IBM DB2 12 for z/OS Early Support

Intro
I was thinking that there was little use in going through those older announcements I missed the last couple of months, but when I look at the information that's easily available, I have the impression that I'm reading announcements a bit differently than other people. So that's why I think some of you might nevertheless enjoy or get something out of my information.

Announcement
So, October 6, 2015 IBM announced the early support program for DB2 12 : 'IBM DB2 12 for z/OS Early Support Program (ZP15-0504)'. A select group of customers will be stepping into this program that becomes available March 4, 2016. If you're interested in participating, contact your IBM representative.

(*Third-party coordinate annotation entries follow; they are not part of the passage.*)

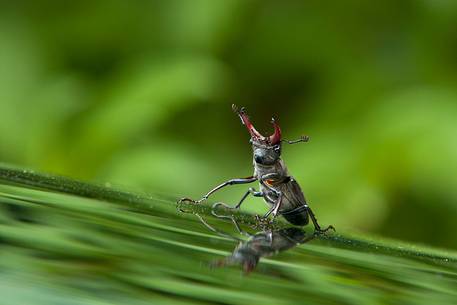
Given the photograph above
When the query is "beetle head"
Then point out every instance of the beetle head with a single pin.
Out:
(267, 150)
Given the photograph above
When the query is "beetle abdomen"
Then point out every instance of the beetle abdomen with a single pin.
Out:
(298, 216)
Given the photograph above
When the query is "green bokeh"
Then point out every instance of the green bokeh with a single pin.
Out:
(138, 94)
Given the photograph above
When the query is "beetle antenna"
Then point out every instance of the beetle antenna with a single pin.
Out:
(302, 139)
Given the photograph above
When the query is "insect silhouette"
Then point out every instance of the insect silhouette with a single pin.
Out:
(279, 190)
(264, 243)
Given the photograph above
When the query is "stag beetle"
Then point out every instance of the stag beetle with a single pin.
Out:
(277, 187)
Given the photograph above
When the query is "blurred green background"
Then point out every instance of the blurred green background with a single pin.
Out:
(139, 94)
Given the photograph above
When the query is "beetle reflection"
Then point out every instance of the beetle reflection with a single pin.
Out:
(264, 243)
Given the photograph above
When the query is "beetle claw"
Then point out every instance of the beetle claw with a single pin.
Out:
(323, 231)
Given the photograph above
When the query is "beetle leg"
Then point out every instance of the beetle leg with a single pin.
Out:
(274, 209)
(230, 182)
(317, 227)
(251, 191)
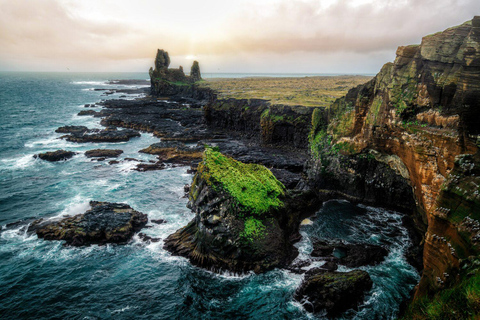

CPU savings and performance improvements
IBM makes a lot of work on CPU savings while increasing the performance. A reverse trend of what we used to know in the past that seems to steadily continue. Some figures : "Compared to DB2 11, DB2 12 clients can achieve up to 5% CPU savings for various traditional OLTP, heavy INSERT, and SAP workloads. Select query workloads may see even more benefits, with up to 25% CPU savings. Read-intensive OLTP workloads may see up to 10% CPU savings with DB2 12. Decompressing data is much faster using DB2 12 with significant performance improvements, delivering up to 15% CPU savings when running the queries against compressed tables".
Since IBM did already a great job on improving the use of CPU resources in DB2 V10 and DB2 11, it's amazing they still succeed in improving it again. Would earlier DB2 coding really have been that lousy ? I guess not, it just wasn't a focus at the time, but the competition is fierce nowadays.
Some more stuff is also offloaded to the zIIP adding to a better price/performance rate.

Use of (much) larger memory in z13
What else ? I think it's only logical IBM is heavily using the new features of the z13. I particularly think of the memory that - as the announcement says it - has become "more affordable", when they just mean "much cheaper". Having a bunch of memory at your disposal (forget GB we're talking TB) eases a lot of things. One example : "enhancements to compression aids DB2 utility processing by reducing elapsed time and CPU consumption with the potential to improve data and application availability" or in-memory performance improvements like
  • Contiguous and larger buffer pools
  • Use of in-memory pipes for improved insert performance
  • Increased sort and hash in-memory to improve sort and join performance
Prerequisites
That's why I think you will get the best benefit out of DB2 12 with a z13. Allthough the prerequisites are not that stringent of course
  • z/OS V2.1 Base Services, (5650-ZOS), or later
  • z196, or higher, processors running z/OS V2.1, or later
Planning
One other thing : back in 2012 I made the following little table when DB2 11 was pre-announced
  • V6 : GA 1998, EOS 2005
  • V7 : GA 2001, EOS 2008
  • V8 : GA 2004, EOS 2012 (support lasted an extra year)
  • V9 : GA 2007, EOS 2014 (back to normal)
  • V10 : GA 2010, estimated EOS 2017
This trend seems to continue. V10 is EOS in 2017. Announcement of DB2 11 was in 2013, so I guess the announcement of DB2 12 will be somewhere by the end of 2016. So, if you're still on DB2 10, you have some two years left to get to DB2 11. Don't wait until DB2 12 is out, because apparently no skip level migration will be available.